Well, to me that looks like they have no session border controller so it is the customers responsibility to come up with a routable IP address! Hint: Check the stock price of ACME packet, then you know that there is a industry need for SBC, even if some service providers hate to spend money for this. The problem with STUN is that it does not work all the time, especially with high-class stateful firewalls that don't like it when someone tries to "dig a hole" in the NAT. The result is that it works 95 % of the time, and it is extremly support intensive and expensive to try to fix the remainnig 5 %. The early versions of the PBX supported STUN; but we drowned in support explaining each and everyone what their problem with their specific router/router firmware was and that was just a nightmare. So we dropped STUN and instead added support for outbound (RFC5626). Most service providers that we know and that provide business class service use a session border controller today that solves the problems with customers operating their PBX behind a NAT. For example try out broadvoice, callcentric.com, they use a SBC and it works without problems.

No we just need to make a build that avoid that POSIX function when compiled for Apple... Should be happening today.

Not using the SIP IP Replacement List is a good thing. Did you set the outbound proxy in the trunk? I guess so. Maybe you need to tell the ASA now that it really can trust the PBX and there is no need to filter the traffic...

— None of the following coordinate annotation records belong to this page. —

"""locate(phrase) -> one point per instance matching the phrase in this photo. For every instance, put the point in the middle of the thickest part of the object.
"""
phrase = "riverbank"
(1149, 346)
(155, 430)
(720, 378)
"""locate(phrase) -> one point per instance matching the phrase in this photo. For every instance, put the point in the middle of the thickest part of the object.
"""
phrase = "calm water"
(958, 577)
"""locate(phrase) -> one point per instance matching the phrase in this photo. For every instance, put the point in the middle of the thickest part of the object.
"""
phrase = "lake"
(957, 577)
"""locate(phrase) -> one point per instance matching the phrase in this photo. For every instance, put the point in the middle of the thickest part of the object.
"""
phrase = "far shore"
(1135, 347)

Instead of recording all calls for an extension, you can as well send the recording "live" to a SIP URI. The PBX will use the "auto-answer" feature in the INVITE, or you can just set the phone to auto answer. Then you can monitor one specific extension.

There is a feature called "hairpinning" in routers which means that the device is available through the public address. Maybe that feature need to be enabled. We had installations where it came down to something simple like the default gateway (thats on IP routing level) was wrong and thats why the PBX could not send replies back the right way. IP routing can be tricky!